The Predictive Power of "Stocks as Bonds"

My recent post Corporate Profits, Economic Growth, and Equity Valuation outlined that equity performance can be quite volatile, but over the long-run tends to mean revert back to its underlying factor... economic growth.

Which brings me to a model created by the great Eddy Elfenbein (of Crossing Wall Street), which I initially came across in his post What if the Stock Market Were a Bond, back in October 2010. Eddy's explanation of that concept:
I took all of the historical market performance of the S&P 500 (including dividends) and invented a hypothetical long-term bond that matched the market’s monthly gains step-for-step.

I assumed that it’s a bond of infinite maturity and pays a fixed coupon each month.
The result, which starts December 1925, is the following (reproduced) chart.

Crossing Wall Street Model for Stocks (12/1925 - 8/2011)

While I expected a strong relationship between the above chart with forward equity returns (the model is driven by equity performance, but accounts for the market being rich / cheap to its long-term trend and normalizes returns using backward and forward looking performance), I was surprised by how closely it tied (data was pulled from Irrational Exuberance).

Crossing Wall Street Model vs Ten Year Forward Equity Returns

Same Chart, but a Change in Scale to the Right Hand Side

The likely question is how well this model will predict the future as it shows a 12%+ annualized ten year forward return.
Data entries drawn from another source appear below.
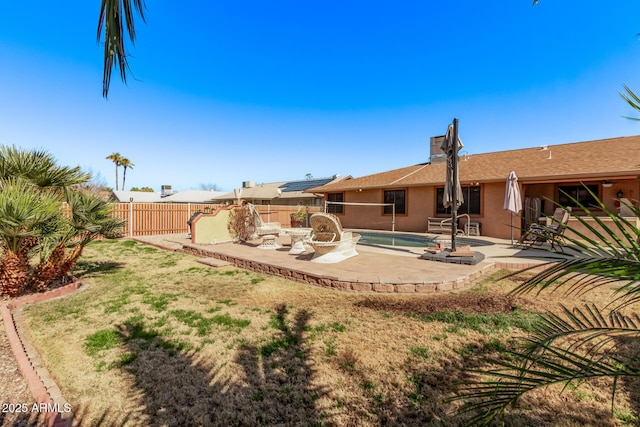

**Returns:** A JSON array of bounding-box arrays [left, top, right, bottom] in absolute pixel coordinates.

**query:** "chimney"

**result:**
[[429, 135, 447, 165], [160, 185, 173, 197]]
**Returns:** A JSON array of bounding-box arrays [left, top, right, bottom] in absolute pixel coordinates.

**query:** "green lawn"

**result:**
[[18, 240, 636, 426]]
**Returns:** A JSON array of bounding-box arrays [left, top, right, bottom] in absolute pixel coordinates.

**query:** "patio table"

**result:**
[[282, 228, 311, 255]]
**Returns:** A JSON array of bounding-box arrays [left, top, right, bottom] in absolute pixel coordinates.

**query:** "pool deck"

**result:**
[[135, 234, 542, 294]]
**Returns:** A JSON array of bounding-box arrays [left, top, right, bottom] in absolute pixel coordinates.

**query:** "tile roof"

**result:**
[[307, 135, 640, 193]]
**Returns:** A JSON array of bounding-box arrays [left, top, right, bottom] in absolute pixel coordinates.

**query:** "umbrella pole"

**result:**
[[451, 119, 458, 252], [511, 212, 513, 246]]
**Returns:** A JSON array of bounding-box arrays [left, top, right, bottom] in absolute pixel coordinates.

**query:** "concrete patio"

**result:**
[[135, 234, 543, 294]]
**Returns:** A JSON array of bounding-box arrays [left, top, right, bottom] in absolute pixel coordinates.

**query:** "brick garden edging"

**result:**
[[0, 280, 83, 427]]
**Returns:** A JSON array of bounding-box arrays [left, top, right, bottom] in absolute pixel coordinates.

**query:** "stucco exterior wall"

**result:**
[[324, 178, 640, 239]]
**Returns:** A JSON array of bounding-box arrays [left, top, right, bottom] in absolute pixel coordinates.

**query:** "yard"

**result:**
[[15, 240, 638, 426]]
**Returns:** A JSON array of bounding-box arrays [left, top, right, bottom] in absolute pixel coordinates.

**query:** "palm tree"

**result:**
[[97, 0, 145, 97], [0, 146, 123, 297], [106, 152, 124, 191], [120, 157, 135, 191], [452, 188, 640, 425]]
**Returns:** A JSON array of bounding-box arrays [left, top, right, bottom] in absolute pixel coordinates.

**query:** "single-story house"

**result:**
[[214, 175, 350, 206], [307, 136, 640, 239]]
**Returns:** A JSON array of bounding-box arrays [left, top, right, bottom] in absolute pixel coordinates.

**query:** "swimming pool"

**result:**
[[357, 231, 491, 248]]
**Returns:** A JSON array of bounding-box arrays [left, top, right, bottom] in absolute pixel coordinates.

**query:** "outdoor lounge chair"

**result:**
[[309, 213, 360, 264], [248, 203, 282, 249], [518, 208, 571, 250], [427, 218, 464, 234]]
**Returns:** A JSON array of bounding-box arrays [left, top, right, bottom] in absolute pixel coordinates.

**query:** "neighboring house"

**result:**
[[110, 190, 225, 203], [161, 190, 225, 203], [308, 136, 640, 239], [215, 175, 349, 206], [109, 191, 162, 203]]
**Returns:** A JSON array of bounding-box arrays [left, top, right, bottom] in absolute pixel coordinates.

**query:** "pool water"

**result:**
[[357, 231, 491, 247]]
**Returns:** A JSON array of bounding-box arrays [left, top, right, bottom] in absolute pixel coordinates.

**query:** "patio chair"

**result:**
[[248, 203, 282, 249], [517, 208, 571, 250], [427, 217, 464, 235], [309, 213, 360, 264]]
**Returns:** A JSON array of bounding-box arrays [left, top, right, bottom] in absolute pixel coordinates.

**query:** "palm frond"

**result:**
[[525, 304, 640, 355], [0, 145, 91, 188], [97, 0, 145, 98], [448, 346, 640, 425], [618, 85, 640, 120]]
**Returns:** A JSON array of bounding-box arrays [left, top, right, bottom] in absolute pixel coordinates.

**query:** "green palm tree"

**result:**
[[97, 0, 145, 97], [106, 152, 124, 191], [120, 157, 135, 191], [452, 188, 640, 425], [0, 146, 123, 297]]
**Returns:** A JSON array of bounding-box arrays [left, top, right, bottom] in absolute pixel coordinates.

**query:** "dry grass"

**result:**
[[20, 241, 638, 426]]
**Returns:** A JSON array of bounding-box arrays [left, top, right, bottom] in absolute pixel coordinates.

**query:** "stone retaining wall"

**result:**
[[182, 245, 504, 294]]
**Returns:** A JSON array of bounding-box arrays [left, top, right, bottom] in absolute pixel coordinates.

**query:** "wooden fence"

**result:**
[[106, 203, 322, 237]]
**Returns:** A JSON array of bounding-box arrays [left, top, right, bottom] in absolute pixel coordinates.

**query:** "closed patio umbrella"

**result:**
[[440, 119, 464, 251], [504, 171, 522, 245]]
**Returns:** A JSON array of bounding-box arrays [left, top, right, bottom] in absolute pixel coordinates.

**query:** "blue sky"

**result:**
[[0, 0, 640, 191]]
My initial thought is don't read too much into the model for predictive power UNLESS the underlying factors that drove the last 85 years of equity performance are expected to continue (and at the same level). In addition, Eddy lays out one more issue:
There’s one hitch, though. I have to choose a starting yield-to-maturity for the beginning of the data series in December 1925. So this isn’t a completely kosher experiment because the starting point is based on my guess.
This issue can be seen in the below model which goes back further... all the way to 1871. Rather than predict a forward ten year equity return of more than 12+%, the model predicts returns of less than 5% (due to lower equity returns between 1871 and 1925).